GİRİŞİMCİLİK: CESARETİN VE YARATICILIĞIN ADI
“Girişimci olmak, yalnızca bir iş kurmak anlamına gelmez; yeniliklere inanmak, risk almayı göze almak ve imkânsız gibi görüneni başarmaktır” diyen Yiğit, “Girişimci, içinde bulunduğu toplumun ihtiyaçlarını gören ve bu ihtiyaçlara çözüm üreten kişidir. Bugün, bir fikrin hayata geçmesi sadece bireyin başarısını değil, toplumsal kalkınmayı da beraberinde getiriyor. Cesur girişimcilerimiz, iş dünyasının öncüleri ve yeniliklerin mimarlarıdır” şeklinde konuştu.

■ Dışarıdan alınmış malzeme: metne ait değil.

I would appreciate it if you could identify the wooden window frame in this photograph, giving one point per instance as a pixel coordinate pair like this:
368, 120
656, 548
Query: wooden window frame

MOTİVASYON: BAŞARIYA GİDEN YOLUN İTİCİ GÜCÜ
Yiğit, “Hiçbir başarı, güçlü bir motivasyon olmadan kalıcı olamaz. Bir işçi, bir işveren ya da bir girişimci. Kim olursak olalım, başarma arzumuzun temelinde bizi harekete geçiren güçlü bir motivasyon vardır. Motive olmuş bireyler, engelleri fırsata çevirir, zor zamanlarda bile inançla yollarına devam eder. İş dünyasında ve toplumda dayanışma ruhu ne kadar güçlüyse, motivasyon o kadar kalıcıdır. Bugün ülkemizde üretimin artması, girişimcilik ekosisteminin büyümesi ve bireylerin motivasyonunun diri tutulması, hepimizin ortak sorumluluğudur. İşverenlerimize büyük bir görev düşüyor: Emek verenlerin değerini bilmek, yenilikçi fikirlere açık olmak ve çalışma ortamlarında insanları güçlendirecek adımlar atmak. Çalışanlarımız da bu döngünün ayrılmaz bir parçasıdır. Her bir emek, toplumsal kalkınmaya yapılan bir yatırımdır. Unutmayalım ki büyük hedeflere ancak birlikte ulaşabiliriz. Üreten, cesaretle risk alan ve her sabah yeniden inanan bir toplum olduğumuzda, gelecek bizim ellerimizde şekillenecektir. Şimdi üretmek, yaratmak ve harekete geçmek zamanı. El ele verelim, gücümüzü ve inancımızı paylaşalım. Çünkü güçlü bir toplum, omuz omuza çalışan bireylerden doğar. Hayallerinizin sizi harekete geçirmesine izin verin. Geleceği inşa edecek olan bizleriz” diye konuştu.